Delaney angled to his left, away from the booth, towards his car. As the two men converged on him, Delaney dropped to the pavement, landing half on his side, on hip and shoulder as the swarthy one made his lunge. Delaney’s foot came up under the knife thrust in a savage, driving kick. The toe of his shoe landed solidly in the knifer’s groin.
In an almost continuous motion, Delaney rolled and pushed from the pavement, coming up inside the vicious hook of the brass knuckles. He caught the right wrist of the man and twisted it behind the man’s back, forcing the arm up, forcing the big body to jack-knife as muscles and tendons were wrenched and torn. At the same time, Delaney cupped the back of the man’s head with his free hand.
Delaney’s face twisted in a grimace of ferocity as he threw his whole weight against the man, rushing him across the pavement, shoulders and head down to slam into the nearest gas pump. The pump clanked and gave off a dull, sickening crump under the impact. The thug’s body sprawled grotesquely at the base of the pump as Delaney stepped back.
Two gas station attendants, who had deserted the nearby grease rack when the action started, stood ten feet away. They stared at Delaney, at the thug lying by the pump, at the other writhing on the pavement. Their eyes were wide and scared, their mouths open in shocked amazement. One of them drew a long, unsteady breath and asked, “Jesus, mister, where did you go to school?”
“In a place too rough for these jerks,” Delaney snapped.
The big blond hadn’t moved. His head was broken and his face lay in a slowly widening pool of blood. He would lie there, Delaney decided, until the cops picked him up for a free ride to the morgue. The knifer was on his hands and knees, his arms rigidly braced, his head hanging between them, his body wracked with pain. His face was the color of wet cement and saliva drooled in long, elastic threads from his open mouth as he breathed in hoarse, agonized gasps.
A woman on the sidewalk, who had watched the action with unbelieving eyes, began to scream. Her voice rose in a thin keening sound above the traffic noise to break and rise again.
“You better call the cops,” Delaney said. He walked to his car and drove out of the station. Nobody tried to stop him.

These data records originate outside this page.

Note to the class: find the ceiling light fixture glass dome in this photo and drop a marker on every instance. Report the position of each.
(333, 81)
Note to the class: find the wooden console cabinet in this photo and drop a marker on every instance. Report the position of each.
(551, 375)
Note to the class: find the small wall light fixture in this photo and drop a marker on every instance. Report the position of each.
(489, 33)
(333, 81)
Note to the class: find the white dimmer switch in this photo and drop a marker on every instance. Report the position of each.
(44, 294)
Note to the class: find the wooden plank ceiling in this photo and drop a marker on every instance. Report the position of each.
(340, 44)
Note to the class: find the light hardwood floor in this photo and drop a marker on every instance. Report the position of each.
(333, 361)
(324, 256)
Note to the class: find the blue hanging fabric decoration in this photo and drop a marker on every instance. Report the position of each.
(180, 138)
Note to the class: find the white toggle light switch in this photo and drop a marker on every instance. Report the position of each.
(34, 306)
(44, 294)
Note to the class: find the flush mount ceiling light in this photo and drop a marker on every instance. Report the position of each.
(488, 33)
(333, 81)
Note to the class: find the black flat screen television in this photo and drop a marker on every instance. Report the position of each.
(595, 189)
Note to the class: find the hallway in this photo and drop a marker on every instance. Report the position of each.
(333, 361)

The building was on the east side of Cahuenga, and Delaney looked it over as he drove slowly past. It was painted a dark, decorators gray, and the large windows on each side of the entrance had been replaced with glass brick. Next to it, on the north, and separated from it by a narrow passageway, was a vacant building. Beyond that, and extending to the end of the block, was a drive-in restaurant. Delaney parked his Chrysler in front of the vacant building and walked back.

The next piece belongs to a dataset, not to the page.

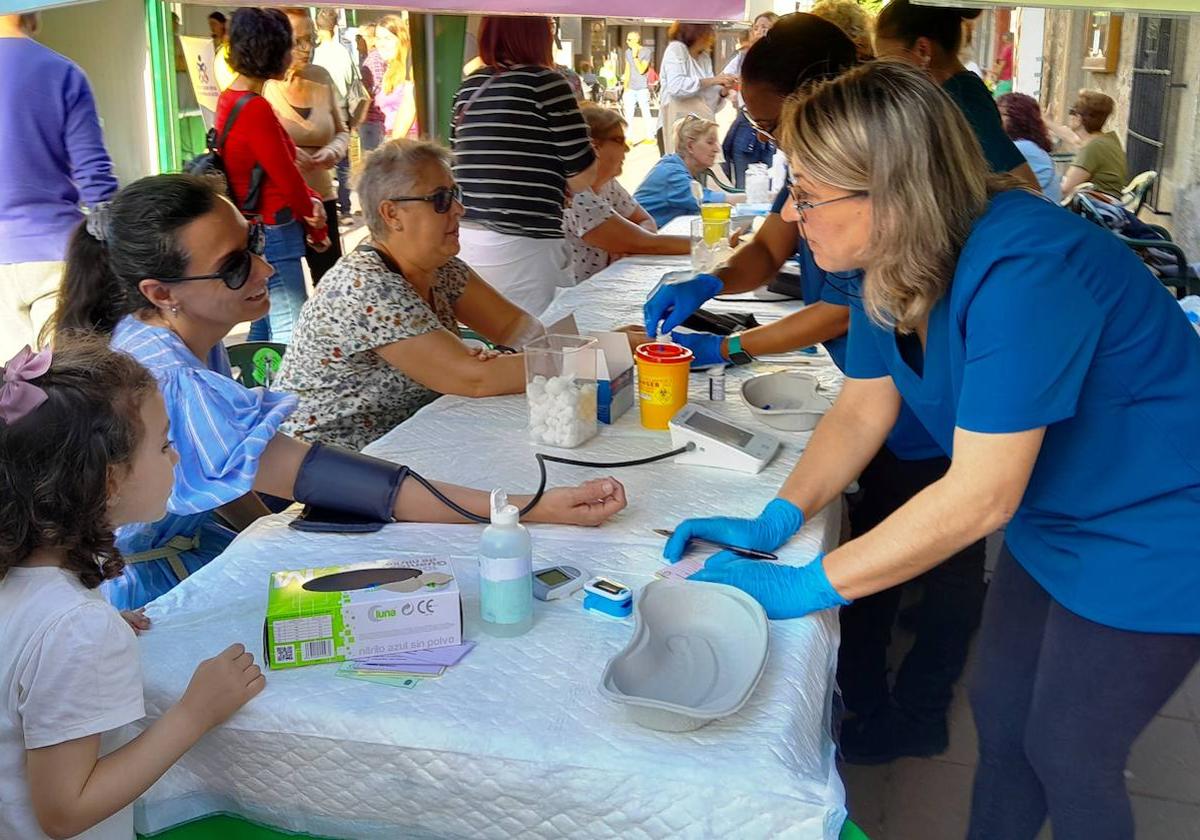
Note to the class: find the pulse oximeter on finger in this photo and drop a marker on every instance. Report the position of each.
(609, 598)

The lettering on the door read FILM ENTERPRISES and inside was a small lobby filled with cheap reception room furniture. A counter faced with combed plywood ran the length of one side.

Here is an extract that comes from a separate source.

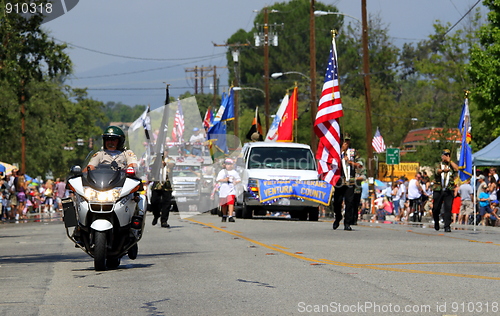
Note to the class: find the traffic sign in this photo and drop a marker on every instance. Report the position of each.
(392, 156)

Behind the counter was a sallow face with a receding chin above a prominent adams apple in a scrawny throat. The face owned a pair of spaniel eyes, separated by a knife-blade nose, and red, over-ripe lips. The face was topped by black, kinky hair plastered to an under sized head.
Delaney rested his elbows on the counter and rolled a wad of paper back and forth between the palms of his hands. He leaned forward confidentially and said:
“So I’m in a hotel room in Phoenix, and this guy’s showing me some pictures. Girlie pictures.”
Spaniel eyes wet his lips nervously and looked at Delaney. He asked, “Are you fired?”
“Girlie pictures,” Delaney repeated firmly. “Hot stuff.”
“You must be off your rocker,” spaniel eyes was watching Delaney’s hands.
The wad of paper began to get unwadded. It was green and it had a pattern with a greenish white border. It was like a conjurer’s trick: an edge of the pattern showed, then a little more. Then a numerical figure in one corner — only the figure couldn’t be read because the paper curled back over itself to show more pattern. It was tantalizing.
And spaniel eyes was fascinated.
Delaney said, “High class, too. Not like the trash that comes out of Nogales or Tia Juana. Beautiful stuff.”
Spaniel eyes could read the figure on the paper now. It was slowly emerging from between Delaney’s hands — rising tenuously above them, turning and twisting. Spaniel eyes nervously wet his lips again. He swallowed, and his adams apple bounced in his throat threatening to choke him. He asked hoarsely:
“What’re you trying to say, mister? Whatcha want?”